Following keys are taboo (on qwerty-layout): Y Q Z. These are the major swapped ones internationally and the most used ones in games. EVERY symbol (% & * + - > | § # ?) has a different international location. Stay away from them. Games which have their controls on Y+X <- bad. Move them one key to the right on X+C however, and you just made your players from two major language-zones happy.

DON'T use the caps-lock-key in your game. Refrain from using the shift-key, as hammering it will cause a popup in windows. Everything around the landmine that is the windows-key should also be approached carefully.
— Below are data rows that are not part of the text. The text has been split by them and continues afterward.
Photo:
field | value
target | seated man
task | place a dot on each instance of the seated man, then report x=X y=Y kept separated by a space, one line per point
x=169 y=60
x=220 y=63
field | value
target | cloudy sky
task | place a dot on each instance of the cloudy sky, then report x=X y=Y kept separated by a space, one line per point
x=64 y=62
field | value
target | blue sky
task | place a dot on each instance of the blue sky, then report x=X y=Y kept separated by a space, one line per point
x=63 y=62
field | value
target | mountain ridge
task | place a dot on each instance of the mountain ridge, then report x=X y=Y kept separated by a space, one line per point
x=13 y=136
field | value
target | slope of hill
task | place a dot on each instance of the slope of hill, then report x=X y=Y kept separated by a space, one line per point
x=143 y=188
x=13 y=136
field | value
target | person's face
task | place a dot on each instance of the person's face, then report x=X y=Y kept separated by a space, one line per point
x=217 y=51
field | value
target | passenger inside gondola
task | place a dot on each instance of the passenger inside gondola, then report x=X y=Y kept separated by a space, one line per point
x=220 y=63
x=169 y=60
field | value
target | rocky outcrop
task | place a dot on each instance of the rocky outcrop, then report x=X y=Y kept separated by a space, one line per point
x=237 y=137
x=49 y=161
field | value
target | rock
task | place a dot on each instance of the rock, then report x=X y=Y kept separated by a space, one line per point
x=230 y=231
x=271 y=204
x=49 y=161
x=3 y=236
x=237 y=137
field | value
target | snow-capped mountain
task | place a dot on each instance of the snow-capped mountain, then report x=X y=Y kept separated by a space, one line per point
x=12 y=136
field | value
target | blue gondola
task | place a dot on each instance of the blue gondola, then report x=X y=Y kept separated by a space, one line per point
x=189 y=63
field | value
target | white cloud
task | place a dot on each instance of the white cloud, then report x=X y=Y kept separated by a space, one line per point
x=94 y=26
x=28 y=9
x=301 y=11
DO play other games and give a vote. And don't restrict yourself to the popular ones.



DON'T make the kitty sad.

I hope this helps :-)

-Matthew

Ninety-nice percent

Hey guys,

So the amazing Zayne Black put together the 99%-Bunlde, featuring 13 diverse and interesting Indie-games. Unstoppaball is one of them.


The guys over at Indiegamemag have a good write-up of how this came together. Go read.

The website of the bundle is 99bundle.com, and it can be downloaded for free/pay-what-you-want over at Indievania.

And it was just reviewed by my favourite journalists from Rock Paper Shotgun. They seem to like it :-)

-Matthew

I'm a studio now

I've decided to publish the upcoming Unstoppaball DX under a studio-name instead of the older "Matthias Zarzecki". The new name is much easier on the tongue :-)

Now to set up a new website.

-Matthew

Got another review

French gaming website L'Oujevipo talks about "Push the Button! - Gain a Level!" and the Zero Hour Gamejam.

Go read.

Google-translated version.

-Matthew

Zero Hours



Last weeked I participated in the Zero Hour Game Jam (0hgame), which took place during the daylights saving time switch.

The goal was to make a game within the extra hour - or within zero hours, as this hour would be magically "gone".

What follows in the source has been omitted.